Happy to Translate supports organisations and service providers to serve and provide information by overcoming language barriers. Its membership organisations are from varied aspects of services and differ in their practices. But they all want to be at the forefront of inclusive services and to ensure that they are there for everyone, regardless of language or cultural differences. In this paper we will try to demonstrate that the language communication barrier cannot be regarded in isolation when developing equality strategies, policies or practices.
When organisations are working on their Equality Strategy they ensure that equality legislation is at the heart of it and that they are meeting their public duty regulatory requirements. There is a tendency to become focused on the nine protected characteristics individually (Age, Disability, Gender Reassignment, Marriage and Civil Partnership, Pregnancy and Maternity, Race, Religion or Belief, Sex and Sexual Orientation) and develop actions to deliver each of them separately.

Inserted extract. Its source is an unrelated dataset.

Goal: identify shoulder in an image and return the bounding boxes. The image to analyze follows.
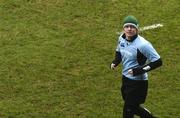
[136,35,151,48]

Organisations may set up sub-groups or have a different lead focused on a single characteristic but it is often the case that in slotting individuals into their protected characteristic we can overlook other barriers or problems, perhaps related to other characteristics, that are also impacting quality of life and which could be overcome by simple cross referencing.
One of the common barriers manifest across the protected characteristics is communication and it is important to take a holistic view of possible communication barriers when considering actions and practices to deliver on equality strategies. The wide range of organisations who are members of Happy to Translate demonstrates how all sorts of organisations value the importance of firstly removing communication barriers in order to optimise service delivery to customers. None of us fits into one single protected characteristic and this fact should be recognised when dealing with customers or providing information.
Language is often seen as part of the Race protected characteristic. The boundaries between the protected characteristics cannot be so stringent as to exclude people with a language barrier from other categories which may apply to them.
Organisations should look at people before placing them into specific categories, with the understanding that an older gay black man in a wheelchair with a language barrier should not be placed only in a race protected characteristic. A further example would be in the case of a pregnant Asian woman with a mental health condition reporting domestic abuse, who wishes her cultural and religious needs to be considered. She clearly falls into a number of protected characteristics and these must be considered when supporting her.
It is important that the protected characteristics are regarded through a lens of respect, communication and a desire to overcome the barriers they can face. People cannot be boxed into a single category or defined as belonging to one when we have a number of identities with which we wish to be identified. Defining individuals solely by the colour of their skin, disability type or sexual orientation can be discriminatory in itself.
The need for effective communication both between service provider and user, and between the organisation sub-group leaders, is the common thread that must be woven into an approach to relating to all the characteristics, so that they can be pulled into a cohesive, manageable collective. It’s widely acknowledged that verbal communication is a part of effective communication. Add to that the complex layers of multicultural practices, attitudes and behaviour and you have a swathe of opportunities for misunderstanding, misinformation and omission.
Happy to Translate advocates the use of independent interpreters, who are not only fluent in the language and dialect of the service user, but who are also familiar with and have a fundamental understanding of their cultural background and understand the huge importance of confidentiality when people are from small communities.
A person who has a language barrier faces what we would consider normal day-to-day tasks such as healthcare appointments or form-filling with trepidation. Consider then a person facing multiple barriers, for whom language is just one of them. As in the examples mentioned above, it is not inconceivable for a service user to be elderly, speak little to no English, who is living with a disability and in poverty due to no access to benefits or services. There are sadly many examples of individuals who fit into each of these protected characteristics who present themselves (or are referred) for help because they are suffering from physical, emotional or financial abuse - sometimes all of these at once.
It is time for us to commit to putting into practice a person-centred approach and to looking at individuals for their holistic needs with an open mind for delivering inclusive quality services.